A high-severity vulnerability in ASUS Armoury Crate software program might permit risk actors to escalate their privileges to SYSTEM stage on Home windows machines.
The safety problem is tracked as CVE-2025-3464 and obtained a severity rating of 8.8 out of 10.
It might be exploited to bypass authorization and impacts the AsIO3.sys of the Armoury Crate system administration software program.
Armoury Crate is the official system management software program for Home windows from ASUS, offering a centralized interface to manage RGB lighting (Aura Sync), regulate fan curves, handle efficiency profiles and ASUS peripherals, in addition to obtain drivers and firmware updates.
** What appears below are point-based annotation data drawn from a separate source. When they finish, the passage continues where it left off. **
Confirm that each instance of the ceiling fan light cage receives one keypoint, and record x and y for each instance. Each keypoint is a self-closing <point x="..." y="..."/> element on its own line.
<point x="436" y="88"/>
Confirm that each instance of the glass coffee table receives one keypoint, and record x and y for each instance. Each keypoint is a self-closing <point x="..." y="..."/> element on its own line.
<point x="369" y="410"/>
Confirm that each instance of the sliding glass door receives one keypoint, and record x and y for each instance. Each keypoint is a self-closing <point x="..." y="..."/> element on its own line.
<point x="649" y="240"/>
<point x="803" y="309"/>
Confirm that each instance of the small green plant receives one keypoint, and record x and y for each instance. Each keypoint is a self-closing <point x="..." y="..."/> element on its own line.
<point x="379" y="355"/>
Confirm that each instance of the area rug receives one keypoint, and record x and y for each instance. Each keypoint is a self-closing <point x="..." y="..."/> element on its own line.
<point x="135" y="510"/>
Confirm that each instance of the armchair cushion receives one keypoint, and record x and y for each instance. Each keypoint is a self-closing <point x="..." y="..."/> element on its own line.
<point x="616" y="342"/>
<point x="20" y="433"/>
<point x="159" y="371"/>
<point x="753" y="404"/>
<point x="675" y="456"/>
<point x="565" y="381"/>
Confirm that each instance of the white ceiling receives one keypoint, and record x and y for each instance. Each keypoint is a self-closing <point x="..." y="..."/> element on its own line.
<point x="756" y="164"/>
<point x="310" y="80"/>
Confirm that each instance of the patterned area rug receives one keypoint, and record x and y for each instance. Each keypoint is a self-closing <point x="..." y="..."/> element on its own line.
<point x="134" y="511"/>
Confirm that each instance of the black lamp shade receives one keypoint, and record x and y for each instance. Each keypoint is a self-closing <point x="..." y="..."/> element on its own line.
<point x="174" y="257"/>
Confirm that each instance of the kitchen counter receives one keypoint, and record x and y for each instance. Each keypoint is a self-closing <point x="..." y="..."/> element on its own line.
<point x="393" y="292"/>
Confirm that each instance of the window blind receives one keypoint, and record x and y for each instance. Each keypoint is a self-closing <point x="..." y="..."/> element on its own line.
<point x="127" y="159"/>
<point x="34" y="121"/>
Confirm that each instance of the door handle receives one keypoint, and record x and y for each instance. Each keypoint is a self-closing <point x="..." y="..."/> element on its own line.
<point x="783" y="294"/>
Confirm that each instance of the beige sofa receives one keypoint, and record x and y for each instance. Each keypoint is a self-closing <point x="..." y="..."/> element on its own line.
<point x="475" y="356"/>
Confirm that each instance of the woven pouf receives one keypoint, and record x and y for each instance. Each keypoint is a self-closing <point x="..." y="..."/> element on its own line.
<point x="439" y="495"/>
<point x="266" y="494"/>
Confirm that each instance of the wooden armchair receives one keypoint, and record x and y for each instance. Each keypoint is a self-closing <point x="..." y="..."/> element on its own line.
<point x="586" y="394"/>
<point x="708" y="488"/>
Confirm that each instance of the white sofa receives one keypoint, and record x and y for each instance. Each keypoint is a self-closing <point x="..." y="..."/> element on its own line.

To carry out all these features and supply low-level system monitoring, the software program suite makes use of the kernel driver to entry and management {hardware} options.
Cisco Talos’ researcher Marcin “Icewall” Noga reported CVE-2025-3464 to the tech firm.
Based on a Talos advisory, the problem lies within the driver verifying callers primarily based on a hardcoded SHA-256 hash of AsusCertService.exe and a PID allowlist, as a substitute of utilizing correct OS-level entry controls.
Exploiting the flaw includes creating a tough hyperlink from a benign take a look at app to a faux executable. The attacker launches the app, pauses it, after which swaps the arduous hyperlink to level to AsusCertService.exe.
When the driving force checks the file’s SHA-256 hash, it reads the now-linked trusted binary, permitting the take a look at app to bypass authorization and acquire entry to the driving force.
This grants the attacker low-level system privileges, giving them direct entry to bodily reminiscence, I/O ports, and model-specific registers (MSRs), opening the trail to full OS compromise.
You will need to observe that the attacker should already be on the system (malware an infection, phishing, compromised unprivileged account) to use CVE-2025-3464.
Nevertheless, the in depth deployment of the software program on computer systems worldwide could signify an assault floor massive sufficient for exploitation to turn into enticing.
Cisco Talos validated that CVE-2025-3464 impacts Armoury Crate model 5.9.13.0, however ASUS’ bulletin notes that the flaw impacts all variations between 5.9.9.0 and 6.1.18.0.
To mitigate the safety drawback, it is suggested to use the newest replace by opening the Armoury Crate app and going to “Settings”> “Replace Heart”> “Examine for Updates”> “Replace.”
Cisco reported the flaw to ASUS in February however no exploitation within the wild has been noticed to this point. Nevertheless, “ASUS strongly recommends that customers replace their Armoury Crate set up to the newest model.”
Home windows kernel driver bugs that result in native privilege escalation are fashionable amongst hackers, together with ransomware actors, malware operations, and threats to authorities businesses.
Patching used to imply advanced scripts, lengthy hours, and limitless fireplace drills. Not anymore.
On this new information, Tines breaks down how fashionable IT orgs are leveling up with automation. Patch quicker, cut back overhead, and give attention to strategic work — no advanced scripts required.